12. This takes us to the object of making sub-ordinate legislature i.e. New Regulations. In the wake of the coming into force of the Right to Fair Compensation and Transparency in Land Acquisition, Rehabilitation and Resettlement Act, 2013, in place of Land Acquisition Act, 1984, the State Government felt it right to allow fair compensation for the land reserved for public amenities under D.P. by granting additional TDR. The existing regulations of TDR under the Act of 1966 were inadequate. On the recommendation of the Study Group formed by the State Government, New Regulations are framed to cover the new cases of the land acquisition. New regulations are brought to cover the new cases of the land acquisitions by grant of TDR as per new policy. However, there were pending cases in which, major events of acquisition proceedings occurred, which are of such a nature as if the acquisition proceedings are completed. There were other pending cases in which those major events did not occur and so, the distinction line had to be necessarily drawn between the two.

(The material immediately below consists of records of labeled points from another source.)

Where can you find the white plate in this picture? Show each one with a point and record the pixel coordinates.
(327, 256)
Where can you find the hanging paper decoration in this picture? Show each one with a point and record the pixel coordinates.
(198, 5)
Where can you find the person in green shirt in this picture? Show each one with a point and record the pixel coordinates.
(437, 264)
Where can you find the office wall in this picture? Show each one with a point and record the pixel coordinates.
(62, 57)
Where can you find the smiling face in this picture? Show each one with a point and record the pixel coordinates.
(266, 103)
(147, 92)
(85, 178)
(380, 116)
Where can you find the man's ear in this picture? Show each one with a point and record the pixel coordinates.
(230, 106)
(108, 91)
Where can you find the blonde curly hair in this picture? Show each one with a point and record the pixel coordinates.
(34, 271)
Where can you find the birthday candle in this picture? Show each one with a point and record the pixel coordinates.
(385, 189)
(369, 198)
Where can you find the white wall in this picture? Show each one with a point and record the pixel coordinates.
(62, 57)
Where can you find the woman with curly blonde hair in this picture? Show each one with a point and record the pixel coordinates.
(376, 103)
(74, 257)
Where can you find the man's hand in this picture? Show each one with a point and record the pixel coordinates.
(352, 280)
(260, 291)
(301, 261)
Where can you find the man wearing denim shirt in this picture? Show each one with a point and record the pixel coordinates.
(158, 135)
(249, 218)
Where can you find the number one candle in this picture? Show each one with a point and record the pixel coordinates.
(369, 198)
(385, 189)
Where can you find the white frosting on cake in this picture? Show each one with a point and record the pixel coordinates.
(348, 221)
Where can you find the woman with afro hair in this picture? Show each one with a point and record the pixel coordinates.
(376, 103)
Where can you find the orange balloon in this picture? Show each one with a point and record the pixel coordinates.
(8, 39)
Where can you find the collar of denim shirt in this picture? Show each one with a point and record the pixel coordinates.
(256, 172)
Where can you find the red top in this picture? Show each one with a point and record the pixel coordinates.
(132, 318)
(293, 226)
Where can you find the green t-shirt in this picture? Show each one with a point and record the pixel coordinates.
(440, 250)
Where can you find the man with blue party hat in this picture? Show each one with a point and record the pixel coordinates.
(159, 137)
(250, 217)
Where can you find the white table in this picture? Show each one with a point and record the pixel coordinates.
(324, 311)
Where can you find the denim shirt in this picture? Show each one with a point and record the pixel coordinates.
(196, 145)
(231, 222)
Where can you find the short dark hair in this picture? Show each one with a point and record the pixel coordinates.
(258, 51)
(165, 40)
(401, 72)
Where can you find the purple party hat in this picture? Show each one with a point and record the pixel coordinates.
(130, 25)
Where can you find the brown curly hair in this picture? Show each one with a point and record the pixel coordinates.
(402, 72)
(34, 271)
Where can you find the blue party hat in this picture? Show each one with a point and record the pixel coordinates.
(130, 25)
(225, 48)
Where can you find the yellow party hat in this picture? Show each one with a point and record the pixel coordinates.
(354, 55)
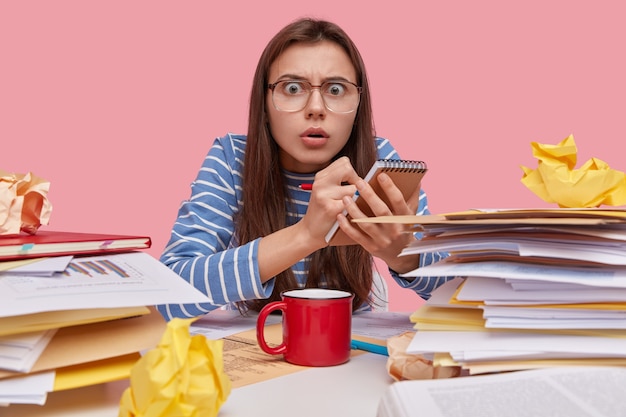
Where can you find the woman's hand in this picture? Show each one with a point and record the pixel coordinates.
(385, 241)
(331, 186)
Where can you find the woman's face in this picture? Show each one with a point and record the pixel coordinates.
(309, 138)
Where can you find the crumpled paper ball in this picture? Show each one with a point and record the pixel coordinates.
(24, 204)
(183, 376)
(557, 181)
(409, 366)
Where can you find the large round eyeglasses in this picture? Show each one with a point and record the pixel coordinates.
(293, 95)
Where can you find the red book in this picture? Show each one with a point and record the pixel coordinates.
(51, 243)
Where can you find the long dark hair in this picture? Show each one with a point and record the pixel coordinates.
(264, 192)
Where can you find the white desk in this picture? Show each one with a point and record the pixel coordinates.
(351, 389)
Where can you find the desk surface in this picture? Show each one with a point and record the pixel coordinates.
(351, 389)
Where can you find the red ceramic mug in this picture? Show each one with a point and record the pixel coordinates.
(317, 326)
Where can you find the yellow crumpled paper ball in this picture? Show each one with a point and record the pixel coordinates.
(557, 181)
(403, 366)
(183, 376)
(24, 204)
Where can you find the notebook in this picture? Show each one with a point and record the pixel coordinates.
(54, 243)
(406, 174)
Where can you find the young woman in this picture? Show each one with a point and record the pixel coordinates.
(249, 231)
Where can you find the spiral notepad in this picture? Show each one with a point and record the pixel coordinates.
(406, 174)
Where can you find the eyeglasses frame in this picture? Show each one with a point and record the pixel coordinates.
(272, 86)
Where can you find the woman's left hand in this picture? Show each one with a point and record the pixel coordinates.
(382, 240)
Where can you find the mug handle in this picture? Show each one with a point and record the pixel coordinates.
(260, 327)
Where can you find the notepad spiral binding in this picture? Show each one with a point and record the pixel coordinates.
(402, 165)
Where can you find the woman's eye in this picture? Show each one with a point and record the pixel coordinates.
(292, 88)
(335, 89)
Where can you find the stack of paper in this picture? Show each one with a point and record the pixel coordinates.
(70, 321)
(535, 288)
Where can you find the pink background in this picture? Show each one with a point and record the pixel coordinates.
(116, 102)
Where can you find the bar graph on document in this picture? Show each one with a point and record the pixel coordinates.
(84, 273)
(95, 268)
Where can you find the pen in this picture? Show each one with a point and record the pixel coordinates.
(309, 187)
(369, 347)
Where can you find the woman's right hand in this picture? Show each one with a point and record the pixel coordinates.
(330, 186)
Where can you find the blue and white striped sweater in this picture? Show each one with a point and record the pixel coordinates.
(203, 249)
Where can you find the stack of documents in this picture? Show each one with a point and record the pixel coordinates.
(70, 321)
(534, 288)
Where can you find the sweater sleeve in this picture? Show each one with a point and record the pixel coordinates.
(202, 248)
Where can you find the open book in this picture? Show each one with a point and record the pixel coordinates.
(561, 391)
(407, 176)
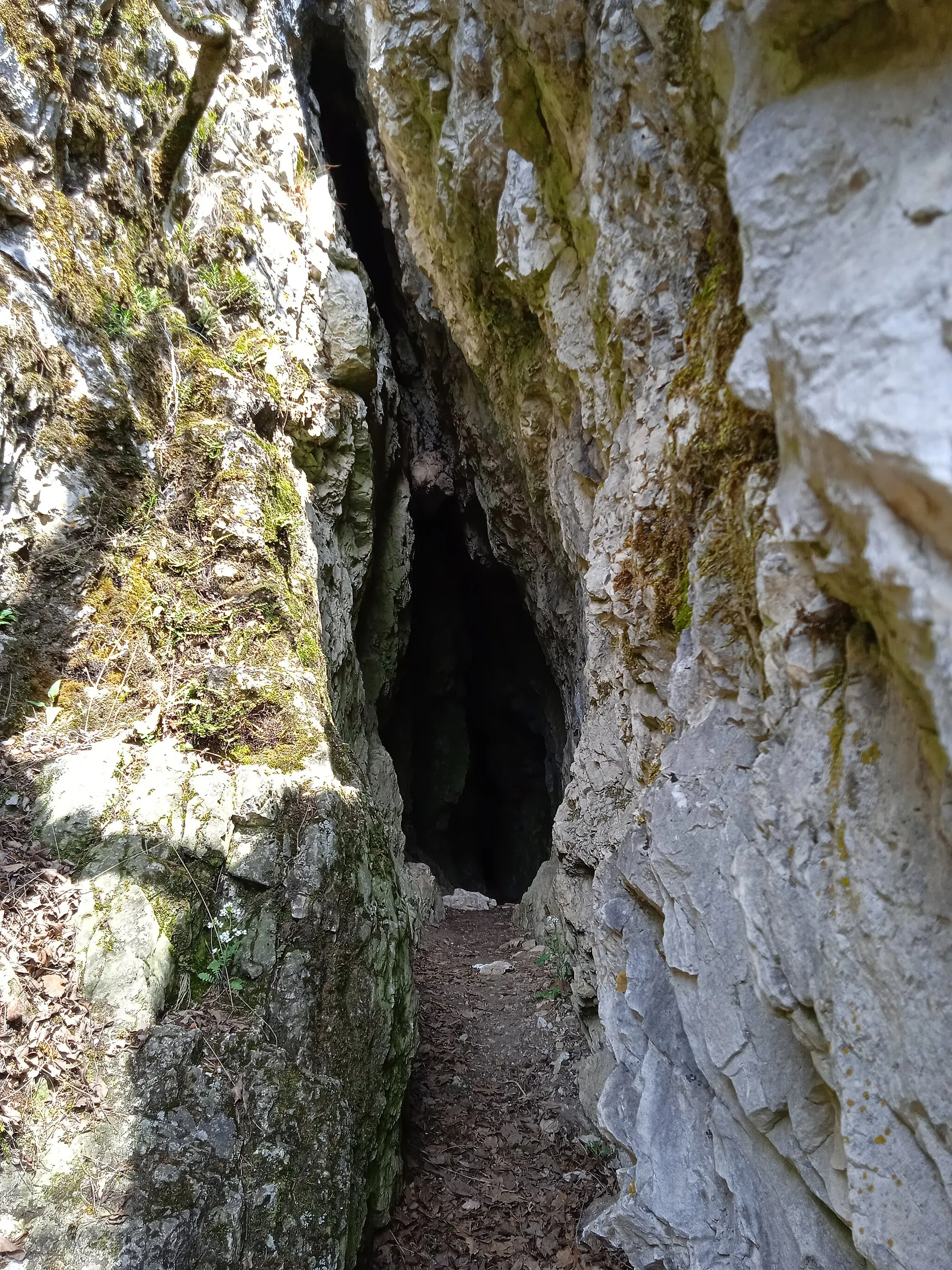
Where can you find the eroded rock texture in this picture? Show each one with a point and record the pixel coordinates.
(737, 492)
(664, 318)
(188, 492)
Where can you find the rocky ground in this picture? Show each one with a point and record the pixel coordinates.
(501, 1164)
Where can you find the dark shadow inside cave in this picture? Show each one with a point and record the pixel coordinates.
(475, 725)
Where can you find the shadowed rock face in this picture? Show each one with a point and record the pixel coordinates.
(475, 727)
(746, 479)
(653, 339)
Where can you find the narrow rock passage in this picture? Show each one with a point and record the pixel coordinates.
(497, 1174)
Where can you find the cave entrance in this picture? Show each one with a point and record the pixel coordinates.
(475, 725)
(475, 722)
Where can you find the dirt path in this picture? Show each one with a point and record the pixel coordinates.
(497, 1174)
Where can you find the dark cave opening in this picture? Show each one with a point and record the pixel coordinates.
(475, 722)
(474, 727)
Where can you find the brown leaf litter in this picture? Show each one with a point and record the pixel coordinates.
(497, 1171)
(51, 1047)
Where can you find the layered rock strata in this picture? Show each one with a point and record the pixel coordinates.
(188, 480)
(747, 480)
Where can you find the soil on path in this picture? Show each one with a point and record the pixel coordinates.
(497, 1173)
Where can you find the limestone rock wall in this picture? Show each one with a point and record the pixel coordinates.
(188, 496)
(694, 256)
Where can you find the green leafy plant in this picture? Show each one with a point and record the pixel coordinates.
(229, 287)
(50, 709)
(225, 938)
(559, 965)
(150, 300)
(117, 320)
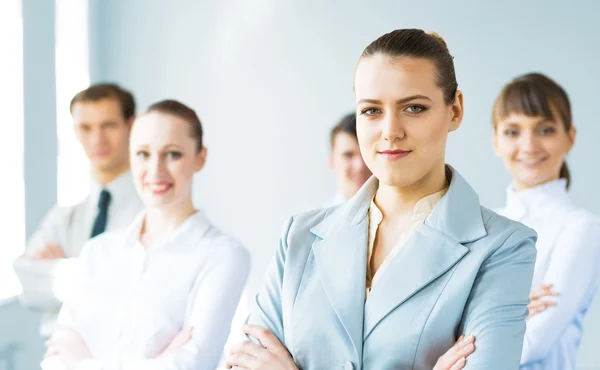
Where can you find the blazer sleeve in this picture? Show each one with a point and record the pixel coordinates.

13. It appears to us that with a view to draw the line between the abovesaid two types of cases, one in which lawful possession of the land was taken by the authority under acquisition proceedings and two where it was not taken, the provision was incorporated in sub-clause
(vi) in Clause 3.0 of New Regulations to exclude applicability of New
Regulations to the former cases. The cases of the persons, whose land has been taken by the authority without following due process of law, i.e. unlawfully, were treated as good as no acquisitions made, and therefore, they have been made to be governed by the New Regulations. Thus, Clause 3.0(vi) makes distinction between the two categories and has a logic behind it and it shows its nexus with the object sought to be achieved by the scheme. Thus, the classification, if any, qualifies the test of intelligible differentia.
14. To conclude, we do not agree with the argument of learned Senior Counsel Mr. Anturkar that Clause 3.0 (vi) violates Article 14 of the Constitution of India being discriminating and arbitrary. Accordingly, the Petition is dismissed. (M.W. CHANDWANI, J.) (SUNIL B. SHUKRE, J.)